Bill Walton is the biggest character out there, man. No sarcasm or meanness intended here. It’s just true. He’s a San Diego guy and he’ll go down fighting in defense of just about anything remotely San Diego-related. His rabid defense of Dwayne Polee’s tardiness to Monday’s practice in particular made me laugh out loud. Saying how times and schedules are always changing on these athletes made me chuckle. I’m sure he has an iPhone, Bill. And he still got plenty of playing time. I’m sure Polee is just fine. Good stuff.

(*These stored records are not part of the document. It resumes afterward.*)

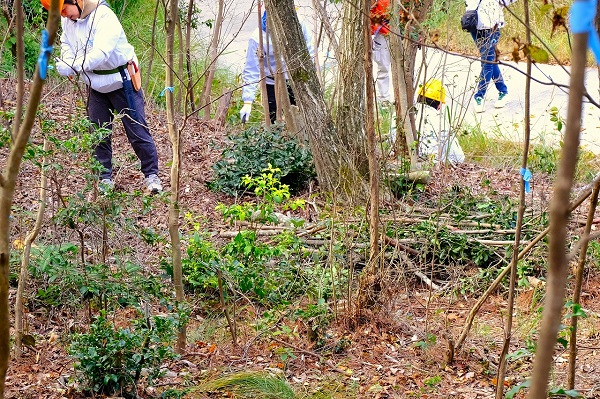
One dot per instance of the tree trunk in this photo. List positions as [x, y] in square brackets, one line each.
[188, 59]
[212, 66]
[559, 216]
[334, 173]
[350, 99]
[261, 66]
[26, 254]
[175, 136]
[370, 278]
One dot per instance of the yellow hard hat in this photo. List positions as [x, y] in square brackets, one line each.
[46, 4]
[433, 89]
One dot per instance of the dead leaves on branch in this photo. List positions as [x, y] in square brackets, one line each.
[536, 53]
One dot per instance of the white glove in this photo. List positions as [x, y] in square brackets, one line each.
[64, 69]
[245, 111]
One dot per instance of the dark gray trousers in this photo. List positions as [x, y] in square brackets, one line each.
[100, 111]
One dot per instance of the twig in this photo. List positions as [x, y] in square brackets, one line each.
[307, 352]
[426, 280]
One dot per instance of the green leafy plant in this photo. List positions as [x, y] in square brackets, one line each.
[62, 282]
[110, 359]
[253, 148]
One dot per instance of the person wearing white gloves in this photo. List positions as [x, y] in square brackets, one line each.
[251, 72]
[437, 142]
[489, 22]
[95, 48]
[380, 18]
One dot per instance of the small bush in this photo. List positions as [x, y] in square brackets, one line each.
[110, 359]
[251, 150]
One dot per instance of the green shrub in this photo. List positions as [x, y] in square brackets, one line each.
[110, 359]
[251, 150]
[61, 282]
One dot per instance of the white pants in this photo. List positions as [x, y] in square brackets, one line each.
[381, 56]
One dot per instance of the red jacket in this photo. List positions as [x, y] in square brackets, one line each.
[380, 17]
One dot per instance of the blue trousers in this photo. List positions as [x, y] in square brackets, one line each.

Who’s got the best flattop on the team now? Is that even a thing among the guys? Does O’Brien automatically keep the crown because he was the first on the team to do it? That’d make for a fun YouTube clip, if the team were interested in doing it (or the NCAA allows that sort of fun).
This team is absolutely full of stoppers. What a nightmare for Delon Wright. Aqeel Quinn is very capable of keeping quick guys in front of him and the energy he always carries with him is the kind of thing that will frustrate the heck out of whoever he is guarding. And we already know about Polee, O’Brien, and Shepard (who is even better on defense than I think he is given credit for). Good luck driving by any of them. Oh, and when you do, get your shot up in a hurry with Spencer and/or Chol waiting for you.
Final thing, in relation to Spencer: Bill Walton threw out “one of the best shot blockers in the nation” after a Spencer block. I loved that. So, so glad he is getting that praise from someone on that stage. I love it because Spencer is disciplined. He leaps after shots are released and still blocks them most of the time! This guy is not a shot blocker than leaps at everything and finds himself in foul trouble half the time, unable to make any contribution. He was taught very well and I hope then national and conference-wide appreciation for him continues to grow.
Tonight’s game should be a fun one. Let’s hope for lots of chances to get out and run on the break.